Dr. J. Horace McFarland (1859-1948) was a man of many talents and interests. He was a rosarian, civic reformer, preservationist, writer, printer, horticulturist and photographer. His early success as a printer allowed him the financial freedom to devote his life to advocate for urban beautification in his hometown of Harrisburg, Pennsylvania. He eventually set his sights across the United States as President of the American Civic Association. McFarland staunchly advocated for the preservation of the Grand Canyon, Yellowstone, Yosemite, the Everglades, and the Glacier Bay and Jackson Hole National Monuments. He also rallied against the New York power industry to save Niagara Falls from commercial exploitation.
McFarland began advocating as early as December 1911 for a bureau for the national parks at an American Civic Association Conference in Washington, D.C. In 1912, President William Howard Taft sent a letter, written by McFarland, to Congress urging legislators that the adoption of a bill to create a federal bureau for the parks was “essential to the proper management of those wondrous manifestations of nature, so startling and so beautiful that everyone recognizes the obligations of the Government to preserve them for the edification and recreation of the people.” On August 25, 1916, President Woodrow Wilson signed the National Park Service Act. After the Act’s passing, McFarland remained influential as a member of the National Park Trust Fund. His advice on new appointments to the agency was sought out even into the 1930s by Harold Ickes, President Franklin Roosevelt’s Secretary of the Interior.
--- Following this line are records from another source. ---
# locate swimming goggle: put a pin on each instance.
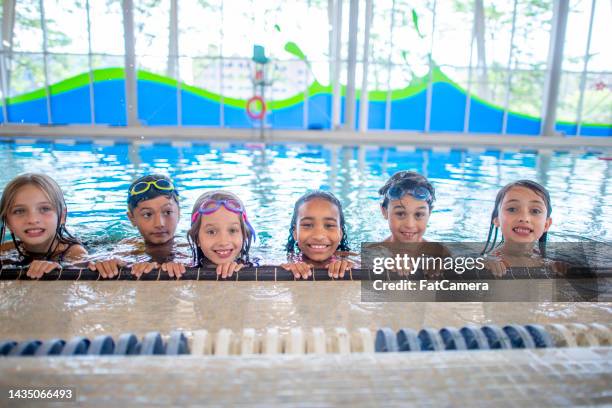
(419, 192)
(210, 206)
(144, 186)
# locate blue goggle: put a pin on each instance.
(419, 192)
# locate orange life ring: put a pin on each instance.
(261, 113)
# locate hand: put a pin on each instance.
(107, 269)
(299, 269)
(38, 268)
(497, 267)
(143, 267)
(175, 269)
(228, 269)
(336, 269)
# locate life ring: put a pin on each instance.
(261, 113)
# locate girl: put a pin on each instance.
(33, 209)
(220, 232)
(318, 231)
(522, 213)
(407, 201)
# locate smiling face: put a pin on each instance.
(407, 219)
(522, 216)
(156, 219)
(33, 218)
(220, 236)
(318, 231)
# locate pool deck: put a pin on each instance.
(394, 138)
(542, 377)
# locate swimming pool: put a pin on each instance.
(269, 178)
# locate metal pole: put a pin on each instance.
(389, 66)
(43, 25)
(337, 64)
(584, 71)
(131, 89)
(509, 72)
(430, 83)
(468, 96)
(173, 57)
(8, 23)
(92, 103)
(349, 101)
(363, 101)
(555, 61)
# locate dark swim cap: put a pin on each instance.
(149, 187)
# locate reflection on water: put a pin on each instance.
(63, 309)
(270, 178)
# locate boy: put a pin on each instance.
(153, 209)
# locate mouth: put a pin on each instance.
(223, 253)
(318, 247)
(522, 231)
(34, 232)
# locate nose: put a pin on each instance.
(158, 220)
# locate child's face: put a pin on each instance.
(522, 216)
(407, 218)
(156, 219)
(33, 218)
(220, 236)
(318, 231)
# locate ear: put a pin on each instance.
(131, 218)
(384, 212)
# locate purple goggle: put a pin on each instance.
(210, 206)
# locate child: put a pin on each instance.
(220, 232)
(522, 213)
(153, 209)
(407, 201)
(318, 231)
(33, 209)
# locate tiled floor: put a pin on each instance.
(544, 377)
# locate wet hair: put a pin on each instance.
(407, 180)
(493, 230)
(152, 192)
(193, 234)
(54, 194)
(292, 246)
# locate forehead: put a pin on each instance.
(220, 217)
(522, 194)
(318, 207)
(408, 202)
(30, 194)
(157, 202)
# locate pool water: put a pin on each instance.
(270, 178)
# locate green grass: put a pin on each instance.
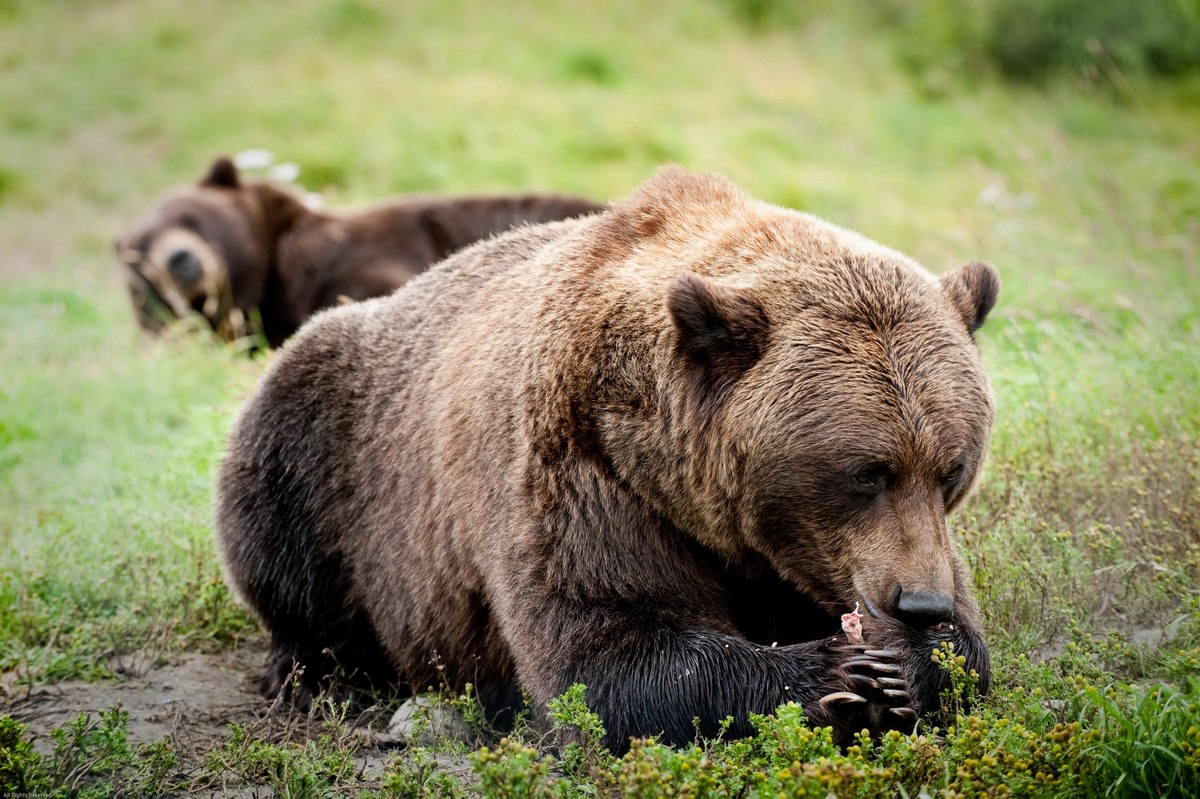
(1086, 522)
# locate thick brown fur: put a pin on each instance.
(657, 451)
(227, 248)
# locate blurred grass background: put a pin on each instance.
(1057, 140)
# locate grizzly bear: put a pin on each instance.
(223, 250)
(657, 451)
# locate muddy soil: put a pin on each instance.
(191, 700)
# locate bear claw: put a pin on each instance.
(864, 680)
(841, 696)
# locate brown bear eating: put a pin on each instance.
(659, 451)
(225, 250)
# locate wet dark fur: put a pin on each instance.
(616, 451)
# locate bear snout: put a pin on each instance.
(924, 607)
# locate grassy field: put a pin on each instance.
(1084, 536)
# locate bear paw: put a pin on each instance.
(876, 695)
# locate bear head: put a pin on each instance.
(823, 404)
(205, 250)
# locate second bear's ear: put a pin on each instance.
(721, 331)
(972, 292)
(222, 174)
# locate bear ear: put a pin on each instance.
(972, 292)
(222, 174)
(721, 331)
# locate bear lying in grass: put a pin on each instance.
(225, 250)
(657, 450)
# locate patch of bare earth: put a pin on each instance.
(191, 701)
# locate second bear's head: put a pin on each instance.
(204, 250)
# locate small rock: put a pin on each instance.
(421, 720)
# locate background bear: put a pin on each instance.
(657, 450)
(222, 248)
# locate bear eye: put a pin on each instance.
(952, 478)
(871, 479)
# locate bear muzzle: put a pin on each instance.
(924, 607)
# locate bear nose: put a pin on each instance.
(184, 268)
(924, 607)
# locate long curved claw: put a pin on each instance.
(887, 668)
(882, 653)
(863, 680)
(851, 647)
(841, 696)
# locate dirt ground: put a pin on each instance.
(191, 700)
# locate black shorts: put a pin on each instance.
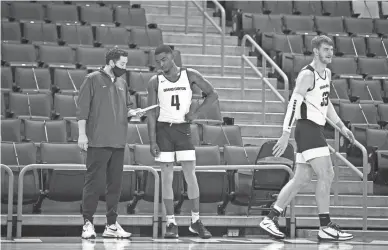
(174, 139)
(310, 141)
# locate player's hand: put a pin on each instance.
(154, 148)
(83, 142)
(348, 134)
(281, 145)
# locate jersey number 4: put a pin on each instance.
(175, 101)
(325, 99)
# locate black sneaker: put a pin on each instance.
(171, 231)
(200, 229)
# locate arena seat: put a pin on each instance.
(45, 131)
(62, 13)
(65, 106)
(221, 135)
(32, 80)
(25, 11)
(18, 55)
(56, 56)
(16, 156)
(76, 35)
(366, 91)
(10, 32)
(10, 130)
(40, 33)
(68, 81)
(30, 106)
(96, 15)
(377, 46)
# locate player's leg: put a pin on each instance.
(302, 177)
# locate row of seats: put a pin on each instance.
(361, 9)
(120, 15)
(25, 55)
(77, 35)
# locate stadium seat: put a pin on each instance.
(76, 35)
(15, 55)
(336, 8)
(25, 11)
(30, 106)
(308, 8)
(130, 17)
(96, 15)
(40, 33)
(221, 135)
(299, 24)
(56, 56)
(366, 91)
(62, 13)
(32, 80)
(377, 46)
(65, 106)
(57, 181)
(10, 32)
(68, 81)
(332, 25)
(374, 68)
(359, 27)
(10, 130)
(112, 37)
(350, 46)
(16, 156)
(90, 58)
(277, 7)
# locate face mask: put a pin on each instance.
(117, 72)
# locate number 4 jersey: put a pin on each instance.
(314, 106)
(174, 98)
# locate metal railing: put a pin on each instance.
(78, 167)
(262, 75)
(221, 29)
(10, 200)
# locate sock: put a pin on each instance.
(324, 219)
(170, 219)
(194, 216)
(275, 212)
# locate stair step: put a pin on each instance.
(200, 59)
(210, 49)
(344, 200)
(211, 39)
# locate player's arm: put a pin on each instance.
(304, 82)
(151, 114)
(206, 87)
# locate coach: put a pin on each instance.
(103, 107)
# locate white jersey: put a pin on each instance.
(174, 98)
(315, 103)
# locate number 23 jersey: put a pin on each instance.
(174, 98)
(316, 101)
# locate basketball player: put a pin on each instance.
(310, 105)
(169, 131)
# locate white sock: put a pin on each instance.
(170, 219)
(194, 216)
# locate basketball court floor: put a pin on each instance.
(70, 243)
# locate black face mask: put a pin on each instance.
(117, 72)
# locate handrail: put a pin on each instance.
(221, 29)
(10, 200)
(77, 167)
(263, 77)
(249, 167)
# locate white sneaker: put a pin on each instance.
(272, 228)
(115, 231)
(333, 232)
(88, 230)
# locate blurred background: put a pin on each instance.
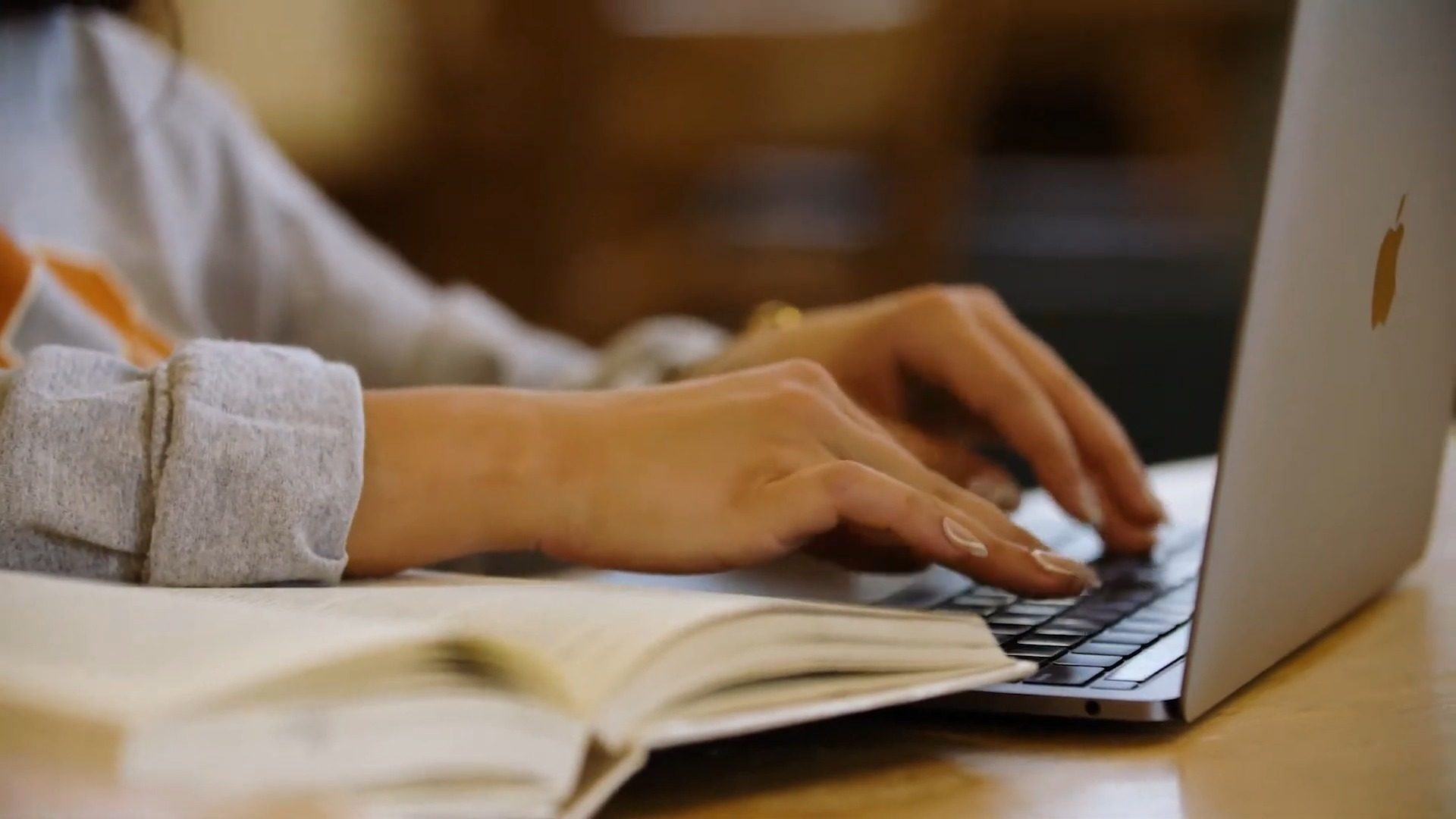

McFarland’s archival papers are located at the Pennsylvania State Archives; many of the letters McFarland wrote during his lifetime are highlighted in Ernest Morrison’s biography, “A Thorn for Beauty.” The Smithsonian’s Archives of American Gardens includes over 3,500 photographs and glass lantern slides of gardens throughout the United States dating from 1900 to 1962 in the J. Horace McFarland Collection. These include a substantial number of images of his home and garden, Breeze Hill, in Harrisburg which was designed by landscape architect Warren Manning (another supporter of the National Park Service Bill).